On 30/03/2015 11:24 AM, Jim Wright
wrote:
On the last paragraph, I tend to agree with Terry for
the most part, but because some of our colleagues in the EU or
other jurisdictions may have good reasons for wanting their own
law to apply, and far be it from me to tell some non-US based
coder he needs to use my law, I might allow authors to set a
choice of law which is different than a default in NY - perhaps
through the use of an external choice of law selector (a file like
I used in the UPL, a designator in the license text, or some other
mechanism).
Jim, Terry,
I find the position of lawyers on this topic to be curiously
unsupported by the facts on the ground. I understand why, in the
abstract, a choice of law provision is appealing. However, it is
clear from the data that you and your client organizations both use
and distribute vast amounts of code based on licenses which do not
have a choice of law provision.
Let's take a look at the top-10 licenses as ordered by Black
Duck[1]. You will note that the EPL at #10 is the first license to
have any choice of law provision[2]. Given that 91% of all of the
code analyzed by Black Duck is not covered by a choice of law
provision, why is it controversial for the EPL to follow what
appears to be standard and accepted industry practice?
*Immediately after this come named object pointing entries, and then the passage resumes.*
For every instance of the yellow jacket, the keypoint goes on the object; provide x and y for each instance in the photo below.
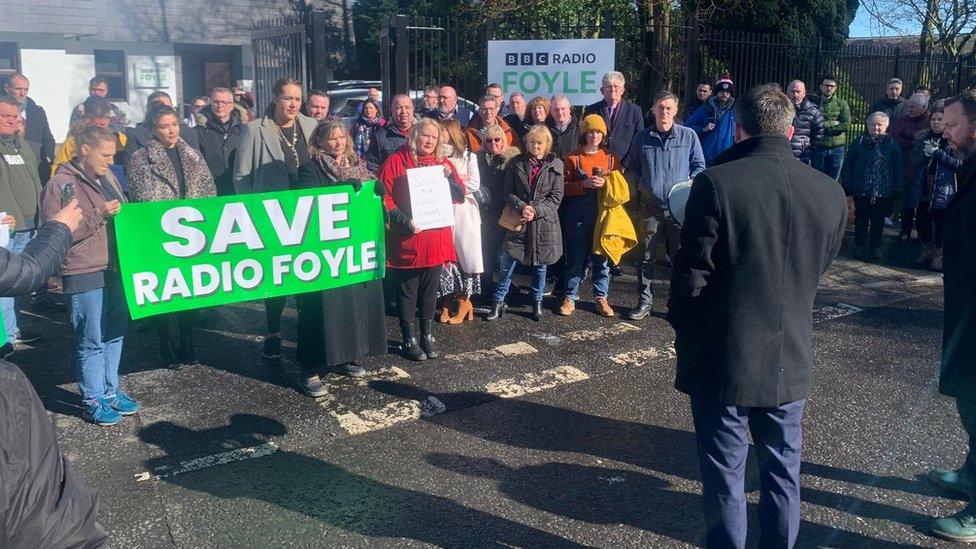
(614, 234)
(67, 150)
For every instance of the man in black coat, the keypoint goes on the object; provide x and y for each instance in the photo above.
(37, 131)
(760, 229)
(808, 123)
(958, 374)
(219, 135)
(624, 119)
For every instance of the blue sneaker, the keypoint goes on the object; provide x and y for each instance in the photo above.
(123, 404)
(100, 413)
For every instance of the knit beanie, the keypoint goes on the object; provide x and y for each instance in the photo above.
(593, 122)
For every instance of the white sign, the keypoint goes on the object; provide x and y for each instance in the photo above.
(152, 75)
(547, 67)
(430, 198)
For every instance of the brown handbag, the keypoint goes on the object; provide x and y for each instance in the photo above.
(511, 220)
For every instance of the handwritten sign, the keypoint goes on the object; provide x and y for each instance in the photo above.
(430, 198)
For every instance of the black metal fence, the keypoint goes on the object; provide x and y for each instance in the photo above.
(425, 51)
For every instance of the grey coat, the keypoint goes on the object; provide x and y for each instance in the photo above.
(260, 163)
(541, 243)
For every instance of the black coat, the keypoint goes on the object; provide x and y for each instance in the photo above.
(808, 128)
(344, 324)
(218, 145)
(760, 229)
(37, 133)
(387, 141)
(541, 243)
(958, 375)
(625, 125)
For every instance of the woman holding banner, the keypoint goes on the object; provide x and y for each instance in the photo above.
(340, 327)
(169, 169)
(416, 257)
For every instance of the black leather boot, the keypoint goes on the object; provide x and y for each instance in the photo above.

FWIW, in 11 years in this job, I've had many more conversations
about how the choice of law provisions hurts EPL adoption more than
I have about how happy people are that it is there. Granted, happy
people aren't motivated to call.
Rank |
License |
% |
Choice of law |
1 |
GNU General Public License (GPL) 2.0 |
25% |
none |
2 |
MIT License |
19% |
none |
3 |
Apache License 2.0 |
16% |
none |
4 |
GNU General Public License (GPL) 3.0 |
10% |
none |
5 |
BSD License 2.0 (3-clause, New or Revised) License |
7% |
none |
6 |
Artistic License (Perl) |
5% |
none |
7 |
GNU Lesser General Public License (LGPL) 2.1 |
5% |
none |
8 |
GNU Lesser General Public License (LGPL) 3.0 |
2% |
none |
9 |
Microsoft
Public License (MS-PL) |
2% |
none |
10 |
Eclipse Public License (EPL) |
2% |
State of New York |
|
|
|
|
|
Sum of licenses 1 through 9 |
91% |
|
[1]
https://www.blackducksoftware.com/resources/data/top-20-open-source-licenses
[2] Indeed, you have to go the Mozilla licenses at #12 to find a
reference to choice of law. It has an interesting approach where the
defendant in the suit gets the venue and the law.